In America, we proudly declare this land for the free. It is essentially a place where an individual can fulfill his wildest dreams regardless of ethnicity, color, or race. “Equal opportunity for all,” we recite beaming with extreme pride and felicity, yet this statement could be no further from the truth. African-American citizens daily face several obstacles purely as a result for their appearance which is unfair and unjustifiable. Although American society has progressed significantly since the last century, there still lies several important issues at stake. Black students often experience many disadvantages in our American school system. The Black Lives Matter movement intends to create awareness of this injustice and hope for a society which truly takes “equal opportunity” to the heart.
Education in black communities is at a disadvantage as a result of school closings. The No Child Left Behind Act proclaims that each state will assess its students and ensure that they meet the state’s educational standards. Essentially, a school that performs better will often be funded more since it serves as a great representation of that state’s particular education. Neighborhood schools, institutions in which any local resident can attend, are consistently under-performing and consequently, receive fewer funds which often results in their closings. The affected students face no other choice but to join a lottery and hope to receive a chance to enroll in a charter school where hundreds of other children are competing for a limited amount of spots. If a student is not chosen to attend the institution, then they fall behind with their studies by attending another distant, low-quality neighborhood school.
Those that are lucky enough to attend a decent school can still be subject to a major disadvantage: racism. Recently, the University of Missouri has experienced massive attention because of the sudden increase of prejudice within their institution. Racial slurs, malicious stares, and serious threats are only a few of the problems that African American students confront. Black students have reported being spat at or sometimes threatened to be killed solely because of the color of their skin. College is a place where individuals can explore and share new ideas and values with one another without criticism. It is a grand journey of self-exploration and discovery. Discrimination makes this intention obsolete and completely contravenes the whole purpose of university.

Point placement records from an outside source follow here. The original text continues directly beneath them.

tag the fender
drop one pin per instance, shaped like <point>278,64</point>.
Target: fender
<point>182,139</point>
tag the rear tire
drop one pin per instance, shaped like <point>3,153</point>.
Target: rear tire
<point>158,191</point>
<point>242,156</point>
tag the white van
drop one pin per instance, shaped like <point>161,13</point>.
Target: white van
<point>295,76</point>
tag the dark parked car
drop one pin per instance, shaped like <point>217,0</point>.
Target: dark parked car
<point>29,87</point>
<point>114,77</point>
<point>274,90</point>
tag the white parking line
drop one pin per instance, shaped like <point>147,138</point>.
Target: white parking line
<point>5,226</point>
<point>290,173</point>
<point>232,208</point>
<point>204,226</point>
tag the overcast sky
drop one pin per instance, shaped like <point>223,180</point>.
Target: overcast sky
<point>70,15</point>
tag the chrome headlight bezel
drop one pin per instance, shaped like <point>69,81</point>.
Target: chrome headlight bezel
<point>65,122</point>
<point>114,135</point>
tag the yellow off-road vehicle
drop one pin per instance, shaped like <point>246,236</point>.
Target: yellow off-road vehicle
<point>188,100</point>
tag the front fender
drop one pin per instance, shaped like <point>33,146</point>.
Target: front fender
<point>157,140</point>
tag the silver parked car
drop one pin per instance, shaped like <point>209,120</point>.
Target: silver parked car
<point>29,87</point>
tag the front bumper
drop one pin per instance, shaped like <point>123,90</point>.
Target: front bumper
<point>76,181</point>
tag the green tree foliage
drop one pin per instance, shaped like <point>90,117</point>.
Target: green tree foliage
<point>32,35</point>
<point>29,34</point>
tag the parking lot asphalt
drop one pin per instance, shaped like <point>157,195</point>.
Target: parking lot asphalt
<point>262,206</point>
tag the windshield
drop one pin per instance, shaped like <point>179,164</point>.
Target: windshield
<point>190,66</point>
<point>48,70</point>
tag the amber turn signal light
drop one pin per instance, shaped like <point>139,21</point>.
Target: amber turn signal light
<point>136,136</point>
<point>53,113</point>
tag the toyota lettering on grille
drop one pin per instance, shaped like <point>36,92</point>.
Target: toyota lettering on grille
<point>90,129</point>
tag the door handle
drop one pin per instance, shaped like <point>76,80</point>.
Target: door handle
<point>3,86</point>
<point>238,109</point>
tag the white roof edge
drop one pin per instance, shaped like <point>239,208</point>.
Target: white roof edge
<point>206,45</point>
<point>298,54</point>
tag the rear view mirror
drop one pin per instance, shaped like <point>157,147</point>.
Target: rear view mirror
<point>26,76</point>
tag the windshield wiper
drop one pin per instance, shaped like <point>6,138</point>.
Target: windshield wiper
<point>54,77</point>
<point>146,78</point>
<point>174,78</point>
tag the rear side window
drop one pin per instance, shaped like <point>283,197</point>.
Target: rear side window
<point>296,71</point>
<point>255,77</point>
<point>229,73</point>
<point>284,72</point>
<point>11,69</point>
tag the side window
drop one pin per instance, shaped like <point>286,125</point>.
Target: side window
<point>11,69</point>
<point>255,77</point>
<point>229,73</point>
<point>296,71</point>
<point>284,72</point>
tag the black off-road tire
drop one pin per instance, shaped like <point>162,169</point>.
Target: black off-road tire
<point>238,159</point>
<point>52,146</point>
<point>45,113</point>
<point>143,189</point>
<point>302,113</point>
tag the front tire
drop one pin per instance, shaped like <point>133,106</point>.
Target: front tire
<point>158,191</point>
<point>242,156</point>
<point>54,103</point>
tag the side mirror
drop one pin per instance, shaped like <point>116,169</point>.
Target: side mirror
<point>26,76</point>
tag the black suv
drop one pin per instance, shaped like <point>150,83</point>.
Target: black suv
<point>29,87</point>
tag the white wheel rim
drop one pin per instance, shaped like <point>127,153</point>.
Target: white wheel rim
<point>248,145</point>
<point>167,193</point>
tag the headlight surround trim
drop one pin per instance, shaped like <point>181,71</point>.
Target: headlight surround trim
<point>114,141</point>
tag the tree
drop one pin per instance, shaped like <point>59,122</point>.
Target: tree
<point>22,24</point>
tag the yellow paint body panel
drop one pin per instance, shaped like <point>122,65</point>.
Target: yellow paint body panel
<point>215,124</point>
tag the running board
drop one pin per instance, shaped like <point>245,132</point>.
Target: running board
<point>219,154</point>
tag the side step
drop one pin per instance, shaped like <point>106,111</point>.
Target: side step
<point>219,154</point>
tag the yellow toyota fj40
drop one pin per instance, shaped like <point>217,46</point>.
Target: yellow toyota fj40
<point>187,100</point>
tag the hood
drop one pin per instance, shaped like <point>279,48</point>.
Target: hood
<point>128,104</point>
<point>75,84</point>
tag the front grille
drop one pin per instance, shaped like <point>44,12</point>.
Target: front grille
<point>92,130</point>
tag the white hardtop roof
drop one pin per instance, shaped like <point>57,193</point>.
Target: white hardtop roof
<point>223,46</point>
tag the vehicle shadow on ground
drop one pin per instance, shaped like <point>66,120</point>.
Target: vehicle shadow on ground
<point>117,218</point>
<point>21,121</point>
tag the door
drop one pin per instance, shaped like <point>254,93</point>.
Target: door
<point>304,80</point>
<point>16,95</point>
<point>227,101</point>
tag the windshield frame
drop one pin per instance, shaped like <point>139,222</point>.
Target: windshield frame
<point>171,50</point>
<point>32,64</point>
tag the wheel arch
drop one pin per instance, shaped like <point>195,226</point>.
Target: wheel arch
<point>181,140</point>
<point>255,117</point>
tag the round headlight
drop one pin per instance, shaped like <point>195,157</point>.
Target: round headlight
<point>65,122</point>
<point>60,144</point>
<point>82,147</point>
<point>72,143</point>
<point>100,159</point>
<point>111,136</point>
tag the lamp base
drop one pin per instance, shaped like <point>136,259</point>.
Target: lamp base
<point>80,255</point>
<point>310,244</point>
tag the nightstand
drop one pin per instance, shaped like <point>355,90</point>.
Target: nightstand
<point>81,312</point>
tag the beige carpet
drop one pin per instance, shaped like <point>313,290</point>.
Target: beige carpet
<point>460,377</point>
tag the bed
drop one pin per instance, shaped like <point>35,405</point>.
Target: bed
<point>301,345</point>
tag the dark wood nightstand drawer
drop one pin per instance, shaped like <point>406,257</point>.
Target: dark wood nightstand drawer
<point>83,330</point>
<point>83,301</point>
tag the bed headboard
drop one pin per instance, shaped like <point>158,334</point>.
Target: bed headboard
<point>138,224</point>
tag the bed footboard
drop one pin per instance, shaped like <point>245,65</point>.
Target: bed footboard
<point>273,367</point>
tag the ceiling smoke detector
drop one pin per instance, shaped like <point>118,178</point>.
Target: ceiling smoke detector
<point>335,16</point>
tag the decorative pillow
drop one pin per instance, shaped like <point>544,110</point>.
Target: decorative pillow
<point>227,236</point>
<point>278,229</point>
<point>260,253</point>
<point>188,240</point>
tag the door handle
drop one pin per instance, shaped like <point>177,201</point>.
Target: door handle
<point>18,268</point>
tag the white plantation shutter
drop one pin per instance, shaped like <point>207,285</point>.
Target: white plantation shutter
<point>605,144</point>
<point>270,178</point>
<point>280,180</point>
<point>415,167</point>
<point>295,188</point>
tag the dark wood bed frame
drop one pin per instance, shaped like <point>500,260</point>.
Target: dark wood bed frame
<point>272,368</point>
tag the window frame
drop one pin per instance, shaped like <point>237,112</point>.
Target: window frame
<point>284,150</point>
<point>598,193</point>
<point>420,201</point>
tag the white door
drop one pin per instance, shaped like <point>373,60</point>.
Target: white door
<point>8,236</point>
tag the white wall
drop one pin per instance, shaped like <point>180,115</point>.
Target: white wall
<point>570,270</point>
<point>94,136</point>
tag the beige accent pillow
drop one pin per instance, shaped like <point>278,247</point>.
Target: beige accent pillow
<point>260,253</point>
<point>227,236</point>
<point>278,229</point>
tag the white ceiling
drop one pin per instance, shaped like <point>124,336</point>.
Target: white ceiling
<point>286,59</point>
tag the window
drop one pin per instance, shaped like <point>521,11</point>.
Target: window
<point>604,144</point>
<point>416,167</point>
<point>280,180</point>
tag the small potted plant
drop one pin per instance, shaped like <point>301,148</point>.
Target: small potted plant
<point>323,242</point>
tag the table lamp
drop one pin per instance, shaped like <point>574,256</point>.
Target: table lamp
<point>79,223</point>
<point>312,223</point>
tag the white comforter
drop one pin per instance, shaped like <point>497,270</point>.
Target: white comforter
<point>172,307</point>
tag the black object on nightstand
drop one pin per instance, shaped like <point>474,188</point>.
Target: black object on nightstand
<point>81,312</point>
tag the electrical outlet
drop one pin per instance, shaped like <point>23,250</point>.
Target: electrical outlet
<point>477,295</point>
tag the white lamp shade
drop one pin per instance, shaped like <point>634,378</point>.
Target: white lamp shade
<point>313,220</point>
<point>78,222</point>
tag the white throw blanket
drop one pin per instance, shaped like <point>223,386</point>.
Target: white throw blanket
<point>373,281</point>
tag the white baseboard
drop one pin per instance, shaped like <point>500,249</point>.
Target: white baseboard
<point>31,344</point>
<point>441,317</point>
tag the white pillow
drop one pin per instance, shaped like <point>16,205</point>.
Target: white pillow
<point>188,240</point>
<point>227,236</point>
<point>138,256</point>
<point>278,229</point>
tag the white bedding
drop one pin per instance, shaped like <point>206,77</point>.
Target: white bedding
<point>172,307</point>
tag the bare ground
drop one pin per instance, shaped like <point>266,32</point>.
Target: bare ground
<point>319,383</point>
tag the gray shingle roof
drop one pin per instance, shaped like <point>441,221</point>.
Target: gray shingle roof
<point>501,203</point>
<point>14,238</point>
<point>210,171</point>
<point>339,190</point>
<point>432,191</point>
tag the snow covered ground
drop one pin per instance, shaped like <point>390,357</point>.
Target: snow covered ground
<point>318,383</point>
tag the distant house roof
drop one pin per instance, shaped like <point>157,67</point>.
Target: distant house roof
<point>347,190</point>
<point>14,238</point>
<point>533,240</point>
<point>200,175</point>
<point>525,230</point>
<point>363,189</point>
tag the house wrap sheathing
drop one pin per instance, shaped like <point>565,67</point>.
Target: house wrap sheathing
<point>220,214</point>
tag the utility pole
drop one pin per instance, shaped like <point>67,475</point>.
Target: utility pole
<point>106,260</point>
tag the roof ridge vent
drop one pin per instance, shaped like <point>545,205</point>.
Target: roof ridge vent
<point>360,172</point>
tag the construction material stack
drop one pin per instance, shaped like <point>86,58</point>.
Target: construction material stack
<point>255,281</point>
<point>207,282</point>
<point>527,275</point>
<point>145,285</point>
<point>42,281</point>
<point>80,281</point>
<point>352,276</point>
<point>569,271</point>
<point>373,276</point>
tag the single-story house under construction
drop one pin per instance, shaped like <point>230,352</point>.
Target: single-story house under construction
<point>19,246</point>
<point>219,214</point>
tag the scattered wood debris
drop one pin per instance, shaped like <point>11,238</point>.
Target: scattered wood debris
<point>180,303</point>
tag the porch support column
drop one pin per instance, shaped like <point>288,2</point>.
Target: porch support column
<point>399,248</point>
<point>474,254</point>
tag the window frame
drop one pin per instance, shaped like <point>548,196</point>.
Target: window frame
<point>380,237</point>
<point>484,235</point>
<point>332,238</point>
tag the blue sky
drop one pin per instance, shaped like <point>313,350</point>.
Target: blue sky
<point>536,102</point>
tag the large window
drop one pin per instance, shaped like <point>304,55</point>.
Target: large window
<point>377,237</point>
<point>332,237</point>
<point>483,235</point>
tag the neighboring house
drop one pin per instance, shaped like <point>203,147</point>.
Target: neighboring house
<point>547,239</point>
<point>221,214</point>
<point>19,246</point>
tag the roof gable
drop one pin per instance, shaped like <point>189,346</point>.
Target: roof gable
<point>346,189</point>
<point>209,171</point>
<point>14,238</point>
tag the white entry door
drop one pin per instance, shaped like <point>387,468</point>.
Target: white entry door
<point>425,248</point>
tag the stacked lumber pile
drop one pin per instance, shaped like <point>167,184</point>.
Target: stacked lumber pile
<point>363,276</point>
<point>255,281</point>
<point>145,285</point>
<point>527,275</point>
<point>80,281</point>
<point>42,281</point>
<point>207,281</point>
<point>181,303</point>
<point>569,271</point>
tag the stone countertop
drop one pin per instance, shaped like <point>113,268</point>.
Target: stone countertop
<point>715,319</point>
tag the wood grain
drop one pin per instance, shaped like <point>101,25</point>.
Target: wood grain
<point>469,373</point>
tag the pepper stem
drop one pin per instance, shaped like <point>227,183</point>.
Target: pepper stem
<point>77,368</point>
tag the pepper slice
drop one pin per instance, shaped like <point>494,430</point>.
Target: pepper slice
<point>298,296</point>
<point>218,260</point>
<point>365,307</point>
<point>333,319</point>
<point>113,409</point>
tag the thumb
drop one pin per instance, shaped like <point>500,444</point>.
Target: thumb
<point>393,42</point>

Lastly, many black students are unable to attend college as a result of their underprivileged circumstances. Those who come from poor neighborhoods often do not have the funds and support that is essential for college. In consequence, students must get jobs in order to pay off their college tuition, however this frequently hinders their academic performance. A part-time job takes over valuable time which could have been dedicated to studying. As a result, the college graduation rates for African-Americans are at 33.1% for male black students and 44.8% for female black students. Failure to graduate creates a very vicious cycle within black families; those that do not graduate often make less than $35,000 annually and on average receive minimum wage jobs.